Wat is het probleem? Tweeërlei: 1. De laatste regel valt uit het verwachte tempo. Beide keren is het een versnelling (je zou verwachten dat de notenwaarde onder ‘reichlich hat getzyret’ dubbel zo lang zou zijn). 2. Het bijzondere van slot b) is dat die dan ook nog eens op de dominant ipv de tonica eindigt. Een fout? Een Meistersinger-eigenaardigheid? Daar is één argument voor (al het andere spreekt ertegen): In de eerst bekende editie (Enchiridion) wordt ook de tekstregel ‘apart gezet’ van de rest. Het is een zogeheten ‘wees-regel’. Geen rijm en in de layout wordt ze van de rest van het couplet nadrukkelijk onderscheiden door een flush right. [zie in de afbeelding hieronder de regel: ‘So reichlich hat getzyret‘]. Toch blijft het ook dan muzikaal eigenaardig.
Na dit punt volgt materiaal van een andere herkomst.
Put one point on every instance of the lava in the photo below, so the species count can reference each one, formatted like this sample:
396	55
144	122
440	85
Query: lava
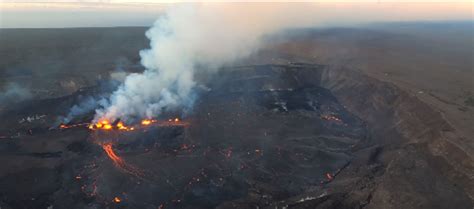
107	125
114	157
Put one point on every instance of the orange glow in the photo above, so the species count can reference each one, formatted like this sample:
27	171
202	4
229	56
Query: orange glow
146	122
107	126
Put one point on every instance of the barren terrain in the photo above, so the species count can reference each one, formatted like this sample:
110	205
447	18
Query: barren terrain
375	117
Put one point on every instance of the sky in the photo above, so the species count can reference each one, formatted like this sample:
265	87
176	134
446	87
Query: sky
111	13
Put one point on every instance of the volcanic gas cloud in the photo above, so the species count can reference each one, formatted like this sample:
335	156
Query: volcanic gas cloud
186	37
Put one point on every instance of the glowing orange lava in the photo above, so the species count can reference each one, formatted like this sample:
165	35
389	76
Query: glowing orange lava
120	163
146	122
105	124
114	157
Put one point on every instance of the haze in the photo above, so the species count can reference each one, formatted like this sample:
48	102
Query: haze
59	14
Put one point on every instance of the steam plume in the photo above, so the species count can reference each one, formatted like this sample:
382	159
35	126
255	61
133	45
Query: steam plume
187	36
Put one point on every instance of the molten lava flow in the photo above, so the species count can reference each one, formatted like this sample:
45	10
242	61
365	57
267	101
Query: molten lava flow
119	162
104	124
114	157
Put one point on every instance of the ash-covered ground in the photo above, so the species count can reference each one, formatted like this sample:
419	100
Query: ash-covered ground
257	134
383	124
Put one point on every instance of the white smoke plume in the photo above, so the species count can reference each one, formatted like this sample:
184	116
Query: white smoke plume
187	36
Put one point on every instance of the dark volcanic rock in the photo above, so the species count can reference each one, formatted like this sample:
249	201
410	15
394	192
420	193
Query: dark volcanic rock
269	136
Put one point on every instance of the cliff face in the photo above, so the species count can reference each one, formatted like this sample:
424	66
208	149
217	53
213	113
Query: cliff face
419	158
De altus Franz Vitzthum houdt zich aan Walters origineel uit 1524 op zijn CD ‘Luthers Laute’. Voor polyfone zettingen is de aanpassing van de duur van de noten van slot a) aan de vorige regels blijkbaar zo voordehandliggend, dat zowel Praetorius in 1610 als Ceuleers in 2016 het onafhankelijk van elkaar zo hebben opgelost. [zie onder]. Walter’s Gesangbuchlein blijft dus ‘the odd one out’. Hij behoudt overigens wel de ‘originele’ notenlengte.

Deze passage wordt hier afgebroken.